Accuracy in descending order:

  1. Spheroidal distance - calculated on the reference ellipsoid of the given SRID:

    SELECT
      ST_Distance(
        'SRID=4326;POINT(-95.1212742 29.5574348)'::GEOGRAPHY, 
        'SRID=4326;POINT(-91.0717865 30.3703801)'::GEOGRAPHY,
        use_spheroid = TRUE  -- DEFAULT
      )
    ;
    
    1. Planar distance (suitably projected) - calculated on a Cartesian plane using a specific projection on a large scale:
      SELECT
        ST_Distance(
          ST_Transform(
            'SRID=4326;POINT(-95.1212742 29.5574348)'::GEOMETRY,
            <SRID>
          ),
          ST_Transform(
            'SRID=4326;POINT(-91.0717865 30.3703801)'::GEOMETRY,
            <SRID>
          )
        )
      ;
      
      SELECT
        ST_Transform('SRID=4326;POINT(-95.1212742 29.5574348)'::GEOMETRY, <SRID>) <-> ST_Transform('SRID=4326;POINT(-91.0717865 30.3703801)'::GEOMETRY, <SRID>)
      ;
      
    2. Spherical distance - calculated on a sphere:
      SELECT
        ST_Distance(
          'SRID=4326;POINT(-95.1212742 29.5574348)'::GEOGRAPHY, 
          'SRID=4326;POINT(-91.0717865 30.3703801)'::GEOGRAPHY,
          use_spheroid = FALSE
        )
      ;
      
      SELECT
        'SRID=4326;POINT(-95.1212742 29.5574348)'::GEOGRAPHY <-> 'SRID=4326;POINT(-91.0717865 30.3703801)'::GEOGRAPHY
      ;
      
  2. Planar distance (unprojected, or unsuitably projected) - calculated on a Cartesian plane:

    SELECT
      ST_Distance(
        'SRID=4326;POINT(-95.1212742 29.5574348)'::GEOMETRY, 
        'SRID=4326;POINT(-91.0717865 30.3703801)'::GEOMETRY
      )
    ;
    
    SELECT
      'SRID=4326;POINT(-95.1212742 29.5574348)'::GEOMETRY <-> 'SRID=4326;POINT(-91.0717865 30.3703801)'::GEOMETRY
    ;
    

    Due to the cosinuidal degradion of the relation between longitudinal and latitudinal surface distance per increasing latitude, geographic distances (in degree) are meaningless without its angular context.

3

The most accurate would be #3:

SELECT 
  ST_Distance(
    'SRID=4326;POINT(-95.1212742 29.5574348)'::geography, 
    'SRID=4326;POINT(-91.0717865 30.3703801)'::geography
  )

#1 is the operator to do knn search, and yes it uses sphere computation for geography

#2 never use geometry for 4326, you can do that only if you project your data first.

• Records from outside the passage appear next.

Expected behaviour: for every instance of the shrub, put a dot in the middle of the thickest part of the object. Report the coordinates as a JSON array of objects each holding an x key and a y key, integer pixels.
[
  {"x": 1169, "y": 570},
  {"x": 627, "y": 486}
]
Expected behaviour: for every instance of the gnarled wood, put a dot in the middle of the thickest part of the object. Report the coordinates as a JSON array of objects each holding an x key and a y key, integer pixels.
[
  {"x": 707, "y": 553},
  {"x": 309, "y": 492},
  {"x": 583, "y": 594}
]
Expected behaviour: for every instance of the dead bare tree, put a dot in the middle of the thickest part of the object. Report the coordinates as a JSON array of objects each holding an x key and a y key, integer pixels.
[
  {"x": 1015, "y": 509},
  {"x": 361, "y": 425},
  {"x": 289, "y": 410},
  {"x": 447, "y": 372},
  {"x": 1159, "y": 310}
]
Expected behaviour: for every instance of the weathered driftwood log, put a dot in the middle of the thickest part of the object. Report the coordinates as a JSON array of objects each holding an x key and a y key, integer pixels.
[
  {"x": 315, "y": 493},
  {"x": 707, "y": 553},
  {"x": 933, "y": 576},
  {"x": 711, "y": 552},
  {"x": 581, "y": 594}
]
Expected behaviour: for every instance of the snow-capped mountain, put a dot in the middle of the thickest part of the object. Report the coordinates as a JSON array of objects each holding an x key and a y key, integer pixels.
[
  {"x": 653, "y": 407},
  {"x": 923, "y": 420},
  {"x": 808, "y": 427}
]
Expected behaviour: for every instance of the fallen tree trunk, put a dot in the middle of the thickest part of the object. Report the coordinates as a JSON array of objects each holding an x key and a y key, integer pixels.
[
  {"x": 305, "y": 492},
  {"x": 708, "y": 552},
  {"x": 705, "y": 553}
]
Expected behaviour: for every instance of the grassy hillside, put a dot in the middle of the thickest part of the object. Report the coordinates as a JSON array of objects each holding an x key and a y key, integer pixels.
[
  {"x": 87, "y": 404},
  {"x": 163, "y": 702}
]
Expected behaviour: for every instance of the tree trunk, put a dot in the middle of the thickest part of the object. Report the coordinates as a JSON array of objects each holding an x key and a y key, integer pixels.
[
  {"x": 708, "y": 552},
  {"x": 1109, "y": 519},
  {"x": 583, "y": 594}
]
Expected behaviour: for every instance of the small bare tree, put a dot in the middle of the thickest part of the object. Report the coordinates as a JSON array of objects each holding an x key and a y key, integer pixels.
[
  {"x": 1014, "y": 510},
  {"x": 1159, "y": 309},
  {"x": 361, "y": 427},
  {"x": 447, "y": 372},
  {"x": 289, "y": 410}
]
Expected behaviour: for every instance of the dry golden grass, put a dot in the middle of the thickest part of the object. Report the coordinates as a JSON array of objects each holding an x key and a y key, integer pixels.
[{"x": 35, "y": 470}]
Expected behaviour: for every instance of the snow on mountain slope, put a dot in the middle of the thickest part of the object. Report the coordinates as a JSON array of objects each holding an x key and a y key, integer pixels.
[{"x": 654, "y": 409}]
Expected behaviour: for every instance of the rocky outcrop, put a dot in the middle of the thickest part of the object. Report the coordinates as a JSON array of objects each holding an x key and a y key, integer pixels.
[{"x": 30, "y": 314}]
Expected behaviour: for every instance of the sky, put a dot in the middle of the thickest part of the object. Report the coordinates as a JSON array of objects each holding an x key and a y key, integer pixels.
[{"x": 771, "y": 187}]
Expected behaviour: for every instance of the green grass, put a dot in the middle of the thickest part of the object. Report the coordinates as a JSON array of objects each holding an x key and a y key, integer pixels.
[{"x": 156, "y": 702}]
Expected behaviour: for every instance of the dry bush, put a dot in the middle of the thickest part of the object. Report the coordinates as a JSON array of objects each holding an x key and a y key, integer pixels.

The result you get if you use it as geometry is in degree, which means nothing because depending where you are on the globe lat and lon degrees don't have the same size, so mixing them as if they were equivalent is an error. If you project your data first, your knn search would be faster too, and the precision would depends of the accuracy of the projection for your working zone.